As anyone who has driven around Chattanooga and Hamilton County over the past couple of months, especially when the shelter-in-place recommendation was in high gear, surely would say traffic has been less to non-existent in most cases.
And, as seems logical, the number of traffic accidents has decreased. At the same time, though, the severity of the accidents has increased.
“Despite fewer daily traffic accidents during shelter-in-place, there is an increase in the severity of injuries as a percentage of the whole,” Reid Belew, marketing manager at the University of Tennessee at Chattanooga’s Center for Urban Informatics and Progress (CUIP).
Writing in the online magazine Medium on May 21, Belew notes that accidents without injuries accounted for 70 percent of all accidents before shelter-in-place began. Since it went into effect, that number has dropped to 65 percent.
“While a five percent drop may not initially sound alarming, the shift in traffic patterns has paved the way for more severe accidents despite lower totals,” he says.
Ask pretty much anyone in Chattanooga where many—or even most—car accidents occur in the city and one place usually pops up in the list. Hamilton Place. But that’s not the case recently.
“We’re seeing high increases of accidents on East Brainerd Road, particularly around Jenkins Road and Banks Road, and also along Dodds Avenue near East 21 Street,” says Mina Sartipi, director of CUIP and UC Foundation professor in the UTC Department of Computer Science and Engineering.
“These are completely different areas of concern than we see normally, like near Hamilton Place or along Martin Luther King Boulevard toward Tennessee 27 North,” she says.
“Please note,” she adds, “that this is an ongoing project and we may find more information as we gather more data.”
Since early February, CUIP and UTC student Pete Way, who’s pursuing a master’s in computer science and engineering, have been monitoring traffic data gathered by the City of Chattanooga, and accident information from the Hamilton County Emergency District, or 911. The data being studied was taken in two separate time periods—Feb. 3 until March 20, the day area schools closed, and March 20 until May 15, which covers the timeframe after shelter-in-place began.
The information being examined falls under the overall mission of CUIP, which heads the Smart Cities project in Chattanooga, whose ultimate goal is improving the quality of life in the area.
Locally, CUIP works with, among others, EPB, TVA, Siskin Hospital, Co.Lab, the Enterprise Center, the city of Chattanooga and the Chattanooga Department of Transportation. It also collaborates on research projects with the U.S. Department of Energy, the National Science Foundation, Oak Ridge National Laboratory and other universities.
Among Smart City projects expected to benefit residents are creating more efficient transportation systems, improving electrical and water delivery, making healthcare more accessible and designing streets that are safer for drivers, pedestrians and bikers.
Examining traffic patterns “falls under the Smart Cities umbrella,” Sartipi says.
“Investigating how a global pandemic affects and changes traffic patterns is a specific, dynamic and hopefully short-lived area of focus within that umbrella.”

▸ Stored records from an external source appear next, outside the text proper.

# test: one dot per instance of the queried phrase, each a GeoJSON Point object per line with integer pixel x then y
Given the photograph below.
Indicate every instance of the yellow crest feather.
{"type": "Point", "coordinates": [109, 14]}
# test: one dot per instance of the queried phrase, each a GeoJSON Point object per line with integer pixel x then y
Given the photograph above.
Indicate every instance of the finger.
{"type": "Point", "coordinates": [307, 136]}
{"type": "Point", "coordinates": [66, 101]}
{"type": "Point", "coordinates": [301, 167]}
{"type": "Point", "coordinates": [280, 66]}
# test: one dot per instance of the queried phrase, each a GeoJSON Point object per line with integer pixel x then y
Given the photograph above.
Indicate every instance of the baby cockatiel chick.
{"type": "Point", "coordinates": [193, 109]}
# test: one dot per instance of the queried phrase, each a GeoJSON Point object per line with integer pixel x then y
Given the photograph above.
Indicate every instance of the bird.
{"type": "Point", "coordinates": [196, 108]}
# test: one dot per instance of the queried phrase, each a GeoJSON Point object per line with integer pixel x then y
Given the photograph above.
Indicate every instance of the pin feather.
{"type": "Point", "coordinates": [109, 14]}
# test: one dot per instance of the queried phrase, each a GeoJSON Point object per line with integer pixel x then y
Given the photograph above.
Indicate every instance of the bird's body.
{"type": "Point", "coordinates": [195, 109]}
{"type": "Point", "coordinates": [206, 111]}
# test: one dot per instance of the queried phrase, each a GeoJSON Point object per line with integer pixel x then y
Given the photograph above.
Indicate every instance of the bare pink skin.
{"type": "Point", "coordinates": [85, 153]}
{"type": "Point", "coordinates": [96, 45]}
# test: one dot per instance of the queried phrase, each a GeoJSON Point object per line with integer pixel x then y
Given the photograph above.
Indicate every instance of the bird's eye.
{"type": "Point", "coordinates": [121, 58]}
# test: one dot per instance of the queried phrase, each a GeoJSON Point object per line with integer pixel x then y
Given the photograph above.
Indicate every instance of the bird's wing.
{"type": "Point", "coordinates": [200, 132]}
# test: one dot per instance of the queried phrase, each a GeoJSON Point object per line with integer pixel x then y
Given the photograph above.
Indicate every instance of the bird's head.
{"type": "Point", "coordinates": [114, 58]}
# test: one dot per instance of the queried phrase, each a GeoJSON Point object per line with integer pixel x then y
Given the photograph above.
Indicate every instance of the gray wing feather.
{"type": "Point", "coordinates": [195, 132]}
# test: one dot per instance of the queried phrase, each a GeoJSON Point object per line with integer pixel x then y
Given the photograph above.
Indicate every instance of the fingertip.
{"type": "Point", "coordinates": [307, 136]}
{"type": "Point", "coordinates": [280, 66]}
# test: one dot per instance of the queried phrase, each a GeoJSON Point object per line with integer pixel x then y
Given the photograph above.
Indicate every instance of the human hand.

In the Medium article, Kevin Comstock, Smart City director for the city of Chattanooga, suggests that the increase in severity of injuries may be due to drivers going faster because there are fewer vehicles on the road. In April, the average speed in the city was 12 mph faster than normal, he says, and that extra burst of speed may be why injuries are more serious when accidents occur.
As for the future of traffic and vehicle accidents now that Chattanooga and Hamilton County slowly reopen, that’s still something of a mystery, Sartipi says.
“It may be too early to make a call on what our new round of normal will look like,” she says. “Hopefully, we will see more vehicles creating slower travel speeds, leading to less severe accidents. It will be interesting to keep tabs on these trends… The more we know, the more insights we can offer.”